Marcelo Machado traz na carreira uma série de filmes sobre música, sendo o mais célebre deles o documentário “Tropicália”. Apesar de nunca ter planejado ser um diretor voltado especificamente ao tema, ele disse que sempre tentou passear por diversos gêneros musicais em suas produções para o cinema. E o caminho até Arnaldo já vinha traçado desde os anos 1980.

Nesta época, tanto os Titãs quanto Marcelo começavam a carreira em suas respectivas áreas e o futuro documentarista gravou alguns shows da banda no antigo Teatro Lira Paulistana. O trabalho de Arnaldo Antunes já chamava a atenção do cineasta. “Sabia que, além de músico, ele era um poeta”, declarou. “Sentia que era um grande personagem por ser capaz de entremear trabalhos muitos comerciais com outras produções pessoais, experimentais, autorais” afirmou.

O ponto alto do filme fica por conta da análise da música “O Quê”, lançada em 1986 no álbum “Cabeça Dinossauro”, obra-prima da discografia dos Titãs. Arnaldo Antunes mostra como a palavra possui sete variações de significados diferentes dentro da letra. Marcelo Machado explica que a escolha da canção veio naturalmente. “É uma poesia, uma música que ele desenvolveu de diferentes maneiras, fez sucesso e mostra esta junção de um músico pop com o artista experimental. Ali, está o Arnaldo inteiro e o jeito que ele se apresenta no palco, em que canta recitando, o gestual, a dança… É um momento que adoro do filme porque ali estão todas as facetas, o artista inteiro”, afirma o cineasta.

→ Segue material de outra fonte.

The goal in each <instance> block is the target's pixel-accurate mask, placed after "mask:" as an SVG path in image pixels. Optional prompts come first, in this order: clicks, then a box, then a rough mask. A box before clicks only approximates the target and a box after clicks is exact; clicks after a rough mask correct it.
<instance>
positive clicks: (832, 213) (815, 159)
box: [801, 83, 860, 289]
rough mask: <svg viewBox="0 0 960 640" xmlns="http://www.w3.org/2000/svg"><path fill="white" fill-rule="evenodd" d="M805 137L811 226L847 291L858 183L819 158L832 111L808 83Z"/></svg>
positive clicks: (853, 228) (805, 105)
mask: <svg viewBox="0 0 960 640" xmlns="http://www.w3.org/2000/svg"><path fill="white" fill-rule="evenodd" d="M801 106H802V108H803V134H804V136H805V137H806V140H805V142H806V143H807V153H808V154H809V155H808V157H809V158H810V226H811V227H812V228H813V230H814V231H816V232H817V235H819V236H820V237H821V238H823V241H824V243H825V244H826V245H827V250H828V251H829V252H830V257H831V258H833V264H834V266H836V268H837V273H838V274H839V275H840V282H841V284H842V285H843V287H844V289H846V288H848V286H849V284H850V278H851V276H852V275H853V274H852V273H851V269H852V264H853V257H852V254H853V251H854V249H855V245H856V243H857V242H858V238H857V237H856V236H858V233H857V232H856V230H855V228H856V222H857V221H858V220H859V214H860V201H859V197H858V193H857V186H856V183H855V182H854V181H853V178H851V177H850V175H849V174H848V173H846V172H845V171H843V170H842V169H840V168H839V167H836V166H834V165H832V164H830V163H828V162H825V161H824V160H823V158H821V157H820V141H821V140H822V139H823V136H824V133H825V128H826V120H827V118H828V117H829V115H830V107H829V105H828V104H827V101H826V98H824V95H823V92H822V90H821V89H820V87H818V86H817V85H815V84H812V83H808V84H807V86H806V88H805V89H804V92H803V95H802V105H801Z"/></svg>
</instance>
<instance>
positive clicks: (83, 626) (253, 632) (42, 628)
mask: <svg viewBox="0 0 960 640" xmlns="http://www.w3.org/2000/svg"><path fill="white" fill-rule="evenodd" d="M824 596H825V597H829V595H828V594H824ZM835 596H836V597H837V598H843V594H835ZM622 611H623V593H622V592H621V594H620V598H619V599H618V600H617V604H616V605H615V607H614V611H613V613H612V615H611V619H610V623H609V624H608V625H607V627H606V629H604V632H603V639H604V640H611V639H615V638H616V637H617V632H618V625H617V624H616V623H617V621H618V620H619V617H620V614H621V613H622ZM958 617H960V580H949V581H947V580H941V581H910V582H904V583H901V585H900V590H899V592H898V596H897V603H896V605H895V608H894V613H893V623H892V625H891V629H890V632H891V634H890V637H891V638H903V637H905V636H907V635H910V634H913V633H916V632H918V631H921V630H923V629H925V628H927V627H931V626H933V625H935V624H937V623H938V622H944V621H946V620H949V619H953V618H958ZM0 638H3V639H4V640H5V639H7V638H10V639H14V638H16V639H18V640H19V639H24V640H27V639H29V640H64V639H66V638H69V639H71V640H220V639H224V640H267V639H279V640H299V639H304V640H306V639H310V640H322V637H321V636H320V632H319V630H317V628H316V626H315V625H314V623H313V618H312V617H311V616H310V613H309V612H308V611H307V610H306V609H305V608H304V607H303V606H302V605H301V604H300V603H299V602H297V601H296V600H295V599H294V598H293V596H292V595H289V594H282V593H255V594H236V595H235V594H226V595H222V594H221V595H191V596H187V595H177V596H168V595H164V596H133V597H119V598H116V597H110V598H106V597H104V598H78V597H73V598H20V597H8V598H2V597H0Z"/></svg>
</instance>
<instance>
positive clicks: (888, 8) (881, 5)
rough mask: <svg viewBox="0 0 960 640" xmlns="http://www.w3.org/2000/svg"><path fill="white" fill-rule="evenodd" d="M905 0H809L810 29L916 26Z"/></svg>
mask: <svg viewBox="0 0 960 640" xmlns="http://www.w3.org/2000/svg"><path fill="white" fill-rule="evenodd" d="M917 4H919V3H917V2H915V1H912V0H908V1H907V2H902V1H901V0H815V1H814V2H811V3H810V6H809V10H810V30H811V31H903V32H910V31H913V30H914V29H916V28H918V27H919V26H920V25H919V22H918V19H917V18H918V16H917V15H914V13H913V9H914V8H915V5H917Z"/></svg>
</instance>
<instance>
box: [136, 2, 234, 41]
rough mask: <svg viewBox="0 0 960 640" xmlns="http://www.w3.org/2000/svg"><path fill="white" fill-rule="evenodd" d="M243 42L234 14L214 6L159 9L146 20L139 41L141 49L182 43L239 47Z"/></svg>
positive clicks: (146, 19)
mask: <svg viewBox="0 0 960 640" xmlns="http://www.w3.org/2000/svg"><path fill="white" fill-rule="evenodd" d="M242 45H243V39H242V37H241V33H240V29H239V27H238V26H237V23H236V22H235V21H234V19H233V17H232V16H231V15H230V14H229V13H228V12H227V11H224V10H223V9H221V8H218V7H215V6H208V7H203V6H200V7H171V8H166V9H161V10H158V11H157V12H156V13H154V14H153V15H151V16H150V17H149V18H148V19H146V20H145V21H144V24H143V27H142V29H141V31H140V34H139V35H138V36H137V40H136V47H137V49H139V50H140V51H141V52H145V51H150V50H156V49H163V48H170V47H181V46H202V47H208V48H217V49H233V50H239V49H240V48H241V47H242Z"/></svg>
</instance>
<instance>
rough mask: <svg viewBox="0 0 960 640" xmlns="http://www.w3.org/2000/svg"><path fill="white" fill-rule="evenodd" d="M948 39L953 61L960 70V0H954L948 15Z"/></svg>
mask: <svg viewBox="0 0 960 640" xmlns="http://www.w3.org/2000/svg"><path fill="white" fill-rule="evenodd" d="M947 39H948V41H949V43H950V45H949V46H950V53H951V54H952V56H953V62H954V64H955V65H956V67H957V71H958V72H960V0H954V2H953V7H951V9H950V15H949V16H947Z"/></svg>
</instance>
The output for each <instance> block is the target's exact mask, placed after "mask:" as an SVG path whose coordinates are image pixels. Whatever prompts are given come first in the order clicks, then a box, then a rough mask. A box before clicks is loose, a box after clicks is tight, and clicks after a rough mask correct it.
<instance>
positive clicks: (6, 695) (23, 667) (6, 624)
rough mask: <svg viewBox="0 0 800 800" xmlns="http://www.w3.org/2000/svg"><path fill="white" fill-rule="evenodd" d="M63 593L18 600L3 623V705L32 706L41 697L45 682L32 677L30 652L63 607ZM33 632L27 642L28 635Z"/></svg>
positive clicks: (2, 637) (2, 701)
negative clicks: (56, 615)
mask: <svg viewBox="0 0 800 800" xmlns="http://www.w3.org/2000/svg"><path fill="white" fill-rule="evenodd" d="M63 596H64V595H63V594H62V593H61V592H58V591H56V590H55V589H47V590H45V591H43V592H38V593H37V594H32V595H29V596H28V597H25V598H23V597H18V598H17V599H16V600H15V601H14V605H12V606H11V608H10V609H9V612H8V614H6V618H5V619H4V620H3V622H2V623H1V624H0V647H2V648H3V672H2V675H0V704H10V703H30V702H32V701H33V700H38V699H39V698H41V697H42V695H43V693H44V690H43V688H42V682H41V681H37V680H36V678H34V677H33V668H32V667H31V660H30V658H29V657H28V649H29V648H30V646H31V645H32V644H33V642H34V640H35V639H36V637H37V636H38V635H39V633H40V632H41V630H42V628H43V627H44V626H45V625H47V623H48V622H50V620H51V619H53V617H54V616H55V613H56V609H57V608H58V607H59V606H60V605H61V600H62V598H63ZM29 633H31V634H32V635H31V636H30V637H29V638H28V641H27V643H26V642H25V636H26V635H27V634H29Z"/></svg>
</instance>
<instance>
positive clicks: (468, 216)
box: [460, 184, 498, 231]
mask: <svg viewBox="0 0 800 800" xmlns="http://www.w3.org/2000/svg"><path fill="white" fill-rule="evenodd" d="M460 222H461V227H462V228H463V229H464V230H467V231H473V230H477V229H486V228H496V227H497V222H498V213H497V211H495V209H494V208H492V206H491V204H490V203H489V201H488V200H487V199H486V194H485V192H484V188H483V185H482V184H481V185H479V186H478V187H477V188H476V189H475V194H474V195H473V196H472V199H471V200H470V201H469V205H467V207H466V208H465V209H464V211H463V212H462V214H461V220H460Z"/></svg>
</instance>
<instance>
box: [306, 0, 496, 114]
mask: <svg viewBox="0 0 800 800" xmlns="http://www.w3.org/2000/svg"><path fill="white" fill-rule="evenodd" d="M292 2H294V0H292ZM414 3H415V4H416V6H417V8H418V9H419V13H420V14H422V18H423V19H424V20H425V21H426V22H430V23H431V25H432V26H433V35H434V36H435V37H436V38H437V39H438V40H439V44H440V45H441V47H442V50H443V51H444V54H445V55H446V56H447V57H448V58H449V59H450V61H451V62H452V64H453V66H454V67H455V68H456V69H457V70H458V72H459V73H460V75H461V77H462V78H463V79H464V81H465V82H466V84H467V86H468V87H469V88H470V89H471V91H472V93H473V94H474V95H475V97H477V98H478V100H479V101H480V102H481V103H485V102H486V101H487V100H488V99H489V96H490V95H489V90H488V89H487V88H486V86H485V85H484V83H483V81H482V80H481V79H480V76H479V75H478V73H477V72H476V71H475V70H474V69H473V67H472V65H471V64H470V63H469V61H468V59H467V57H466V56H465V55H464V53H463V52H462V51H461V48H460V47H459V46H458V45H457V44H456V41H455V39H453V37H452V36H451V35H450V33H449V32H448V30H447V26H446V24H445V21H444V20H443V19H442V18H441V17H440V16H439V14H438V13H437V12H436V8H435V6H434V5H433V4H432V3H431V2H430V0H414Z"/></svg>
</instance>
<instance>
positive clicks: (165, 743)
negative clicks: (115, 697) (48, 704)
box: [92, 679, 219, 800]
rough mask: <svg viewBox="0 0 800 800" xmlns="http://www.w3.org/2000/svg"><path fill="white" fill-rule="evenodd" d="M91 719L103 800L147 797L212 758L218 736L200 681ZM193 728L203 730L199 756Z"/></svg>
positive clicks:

Despedida e os primeiros passos dos Tribalistas

Para o documentário, Marcelo Machado decidiu seguir os moldes de “Tropicália” e optou pela utilização de bastante imagens de arquivo para ilustrar a trajetória do artista. Evidente que boas e emocionantes surpresas surgiram pelo meio do caminho.

A mais tocante delas é relativa a uma série de filmagens feitas em Super-8 pelo próprio Arnaldo Antunes no início da carreira. Usadas no começo do filme, os materiais são originais de dois longas produzidos pelo músico ao lado do amigo e técnico de som Plínio Veras. “Quando o primeiro corte do documentário ficou pronto, o Arnaldo entrou em contato com o Plínio para assistir a versão. Esta sessão acabou sendo uma forma de despedida deles. Infelizmente, o Plínio morreu uma semana depois”, disse Marcelo.

O surgimento dos Tribalistas também está retratado no filme. “O Arnaldo tinha ido gravar “Paradeiro” em Salvador e comprou uma câmera nova. Estava empolgado, gravando muita coisa. Entre as imagens destes momentos estão os momentos em que a Marisa Monte trazia os esboços do que viriam a ser as primeiras canções deles juntos. Ou seja, o entusiasmo com uma câmera nova de um cineasta amador acabou gerando um registro completamente íntimo e verdadeiro do início de um trabalho que, quando começou, eles não tinham ideia do que viria a ser”, declarou Marcelo.

“Com a Palavra, Arnaldo Antunes” ainda não tem data para estrear nos cinemas brasileiros.